Un total de siete cantaores subieron a sus tablas para regalar una velada única donde se puso en relieve el gran nivel de los artistas que pusieron a los asistentes en pie al finalizar sus actuaciones.
Abría la jornada Miguel Barroso Casares, cantaor granadino de sólida trayectoria, vinculado a la tradición flamenca del Sacromonte y habitual en festivales y certámenes de cante. El concursante puso en pie al patio con una caña, una granaína y una farruca. Todo al toque de la guitarra de Luis Millán López.
Después le tocó el turno a Marta Gómez Marín, onubense vinculada a la tradición flamenca de su tierra, especialmente a los cantes de Huelva, y que desarrolla su trayectoria artística en peñas, recitales y certámenes flamencos. En Lo Ferro hizo vibrar al público con un cante por cartagenera, unas bulerías por soleá y una tona con la guitarra de El Torero.
El relevo lo cogió el sevillano Antonio Luis Berraquero Calderón con una caña, unas alegrias y una milonga. Todo ello acompañado de la guitarra de Miguel Moreno. Cantaor sevillano vinculado a la tradición flamenca andaluza, cuya trayectoria está marcada por la afición y el respeto a los cantes de raíz.
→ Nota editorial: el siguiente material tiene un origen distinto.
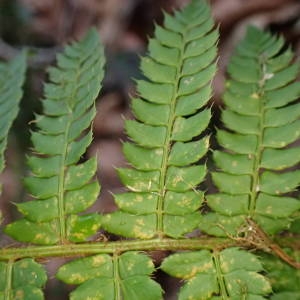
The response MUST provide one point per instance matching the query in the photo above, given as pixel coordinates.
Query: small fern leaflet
(61, 188)
(22, 279)
(12, 76)
(108, 277)
(162, 200)
(229, 274)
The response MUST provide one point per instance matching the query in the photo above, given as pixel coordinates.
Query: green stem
(220, 276)
(116, 276)
(167, 147)
(258, 155)
(8, 280)
(70, 250)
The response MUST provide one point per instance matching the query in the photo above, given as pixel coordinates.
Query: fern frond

Tras él, le tocó el turno a María González García, de Villanueva de los Castillejos, Huelva. Una joven cantaora formada desde la infancia en la Fundación Amparo Correa y en la escuela de Antonio Jaraqueño. Ganadora del Premio Joven del Concurso Nacional de Arte Jondo Antonio Mairena y finalista en destacados certámenes flamencos, representa una de las voces con mayor proyección del flamenco onubense. En Lo Ferro hizo unos cantes de trilla, una taranta y una cantiña con la guitarra de El Torero.
Pasado el ecuador de la noche, le llegó el turno a Rosi Campos Jaime, de Periana, Málaga. Una cantaora de reconocida trayectoria, afincada en Algarrobo y formada desde niña en los coros y danzas y las pandas de verdiales de la Axarquía. Habitual en festivales y peñas flamencas de toda España, ha obtenido destacados galardones como el Concurso "Juan Casillas" de Antequera, el "Espárrago Verde de Oro" de Huétor Tájar o el Concurso "Mirando a la Torre" de Alhaurín de la Torre. Su cante destaca por la pureza, la fuerza interpretativa y el profundo respeto a la tradición flamenca. En Lo Ferro ofreció una mariana, una soleá, una malagueña y una bandola.
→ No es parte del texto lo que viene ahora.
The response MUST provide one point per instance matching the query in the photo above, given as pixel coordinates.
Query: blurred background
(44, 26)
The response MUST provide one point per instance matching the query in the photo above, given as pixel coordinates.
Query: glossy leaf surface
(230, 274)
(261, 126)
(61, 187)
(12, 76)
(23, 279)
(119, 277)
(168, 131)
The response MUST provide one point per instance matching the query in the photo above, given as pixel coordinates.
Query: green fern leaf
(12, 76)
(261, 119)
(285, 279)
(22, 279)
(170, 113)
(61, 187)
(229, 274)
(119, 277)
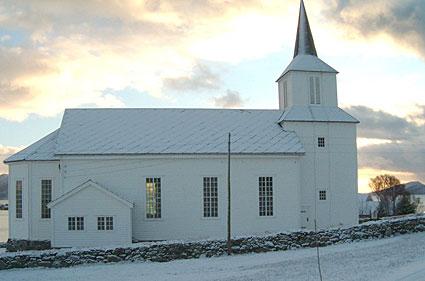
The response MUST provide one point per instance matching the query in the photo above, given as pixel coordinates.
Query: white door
(306, 219)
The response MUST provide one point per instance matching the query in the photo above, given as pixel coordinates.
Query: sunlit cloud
(232, 99)
(77, 49)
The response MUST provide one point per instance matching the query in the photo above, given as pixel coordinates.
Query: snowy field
(400, 258)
Tras ella, tomó el relevo Juan José Heredia Santiago, de Granada, con otra soleá, otra malagueña y unos tangos. Se trata de un cantaor flamenco que desarrolla su trayectoria artística desde el respeto a la tradición y la autenticidad del cante jondo, participando en recitales y certámenes dedicados al arte flamenco.
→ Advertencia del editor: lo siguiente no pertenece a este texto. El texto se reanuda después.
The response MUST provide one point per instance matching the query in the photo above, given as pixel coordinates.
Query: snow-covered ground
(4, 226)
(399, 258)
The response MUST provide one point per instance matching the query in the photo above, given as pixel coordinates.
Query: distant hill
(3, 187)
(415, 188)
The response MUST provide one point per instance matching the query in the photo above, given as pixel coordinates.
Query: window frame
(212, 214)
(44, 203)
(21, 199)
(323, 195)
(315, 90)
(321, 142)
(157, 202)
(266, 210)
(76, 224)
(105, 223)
Y clausurando esta segunda jornada, Gabriela Giménez Palacios desde Madrid. Se trata de una joven cantaora perteneciente a una destacada saga flamenca, descendiente de Ramón Montoya y Mario Escudero. Formada en la Fundación Casa Patas y en el Conservatorio Profesional de Música Arturo Soria, representa una de las voces emergentes con mayor proyección del flamenco actual. En Lo Ferro levantó al público cantando una malagueña, una bandola, una soleá y unas alegrías, con el toque de la guitarra de Antón Jiménez.
Una magnifica noche, llena de talento y arte a raudales, en la que los asistentes, pudieron, de primera mano, conocer el gran nivel de los participantes que luchan por hacerse con el Melón de Oro 2026.